Bu bağlamda 2024 yılı içinde güneş enerjisinden elektrik üretimi, bir önceki yıla göre %40'tan fazla artarak saatlik, günlük ve aylık bazda rekorlar kırıldığı açıklanmıştır. Ayrıca Elazığ'da, Devlet Su İşleri (DSİ) 9. Bölge Müdürlüğü tarafından Keban Baraj Gölü'ne 1 MW'lık Kuzova Yüzer Güneş Enerjisi Santrali kurulduğu bildirilmiştir (Şekil 1)

Bütün bu gelişmeler sonunda; 2024 yılında Türkiye'de elektrik üretiminde yerli kaynakların payı artarak %66'ya ulaşmış, buna karşın ithal kaynakların payı %34'e gerilemiş bulunmaktadır. Ülkemizin elektrik tüketimi bir önceki yıla göre % 6 mertebesinde artmıştır. Buna karşın, planlanan kömürlü üç termik santral projesinin iptal edildiği bildirilmiştir. Ayrıca yenilenebilir enerji kullanımı, elektrik üretimi için hayli önemli değerlere ulaşmıştır. Türkiye’nin kurulu gücü 110 bin MW’ı aşmış bulunmaktadır.

 

Sonuç

2024 yılına, dünyada ve Türkiye’de yaşanan (ve yukarıda ana hatlarıyla verilen açıklamalar çerçevesinde) olaylara bakıldığında; yurt içi ve yurt dışı gelişmeler bağlamında enerji politik hep önemli olmuştur denebilir. Bu bağlamda enerji politik arka plana sahip sıcak çatışmalı olaylar küresel olduğu kadar yansımalarıyla Türkiye’yi de etkilemiştir. Burada sıcak çatışma bölgelerinin Türkiye etrafındaki çevrelerde olması da önemli olmuştur.

Türkiye’de ülke içi görülen enerji politik gelişmelerin de esas itibariyle ülkemizin artan enerji gereksinimleri bağlamında olduğu ifade edilebilir.
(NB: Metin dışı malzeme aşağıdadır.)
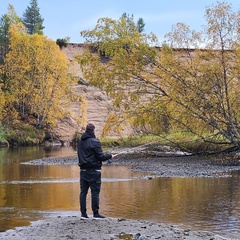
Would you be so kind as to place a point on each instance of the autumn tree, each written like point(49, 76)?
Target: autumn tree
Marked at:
point(38, 78)
point(190, 85)
point(32, 18)
point(139, 25)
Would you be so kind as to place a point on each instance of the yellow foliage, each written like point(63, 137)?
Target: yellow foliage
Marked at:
point(37, 77)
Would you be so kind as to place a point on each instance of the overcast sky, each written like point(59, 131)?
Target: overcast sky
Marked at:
point(70, 17)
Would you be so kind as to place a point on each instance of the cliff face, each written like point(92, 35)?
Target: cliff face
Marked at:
point(98, 105)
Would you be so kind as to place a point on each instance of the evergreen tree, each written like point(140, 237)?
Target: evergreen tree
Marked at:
point(32, 19)
point(5, 22)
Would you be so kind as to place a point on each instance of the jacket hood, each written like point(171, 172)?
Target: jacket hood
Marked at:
point(87, 134)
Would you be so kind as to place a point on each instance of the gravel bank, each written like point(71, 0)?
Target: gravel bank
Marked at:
point(71, 227)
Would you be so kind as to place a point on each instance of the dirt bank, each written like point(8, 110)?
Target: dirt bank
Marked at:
point(107, 229)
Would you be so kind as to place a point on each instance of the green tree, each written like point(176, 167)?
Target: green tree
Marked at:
point(130, 19)
point(32, 18)
point(5, 22)
point(181, 86)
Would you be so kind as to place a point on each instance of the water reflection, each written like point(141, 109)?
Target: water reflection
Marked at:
point(27, 192)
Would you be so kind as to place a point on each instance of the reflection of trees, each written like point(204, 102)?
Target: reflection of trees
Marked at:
point(177, 199)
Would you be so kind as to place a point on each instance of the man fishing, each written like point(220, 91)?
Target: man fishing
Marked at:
point(90, 158)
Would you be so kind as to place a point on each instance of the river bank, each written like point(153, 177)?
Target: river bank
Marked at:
point(71, 227)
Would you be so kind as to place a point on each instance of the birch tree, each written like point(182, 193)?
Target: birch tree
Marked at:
point(189, 85)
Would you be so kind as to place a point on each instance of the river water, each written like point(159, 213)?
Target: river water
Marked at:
point(33, 192)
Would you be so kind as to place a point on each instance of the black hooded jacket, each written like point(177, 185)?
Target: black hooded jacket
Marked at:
point(90, 153)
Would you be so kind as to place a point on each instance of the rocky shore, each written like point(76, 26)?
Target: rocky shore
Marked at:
point(71, 227)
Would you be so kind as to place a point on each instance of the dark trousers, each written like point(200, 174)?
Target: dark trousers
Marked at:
point(90, 179)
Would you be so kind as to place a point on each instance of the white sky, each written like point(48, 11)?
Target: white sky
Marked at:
point(70, 17)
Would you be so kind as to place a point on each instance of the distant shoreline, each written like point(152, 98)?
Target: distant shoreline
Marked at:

Türkiye 2024 yılı boyunca doğal gaz ve petrol arama ve çıkarma faaliyetlerini devam ettirmiş ve bazı iyi sonuçlara da ulaşılabilmiştir. Dolayısıyla, yurt içi ve yurt dışındaki ilgili faaliyetlerle 2024 senesinde, petrol ve doğal gaz üretiminde (geçen yıllara göre) üst üste rekorlar kırılan bir yıl olarak gelişmeler kaydedilmiştir.

Öte yandan yenilenebilir enerji kullanımında, kurulu güç bağlamında önemli oranlara ulaşılabilmiş ve “Yeşil Mutabakat” inisiyatifi açısından da bir önceki yıla göre ilerleme sağlanmaya çalışılmıştır.

Öz olarak ifade edilmek istenirse; enerji politikaları ve enerji ekonomisi tüm ülkelerde olduğu gibi Türkiye için de başat önemde kendini göstermiş ve bu bağlamda enerji konuları 2024 yılı boyunca gündemde önemini ve yerini korumuştur.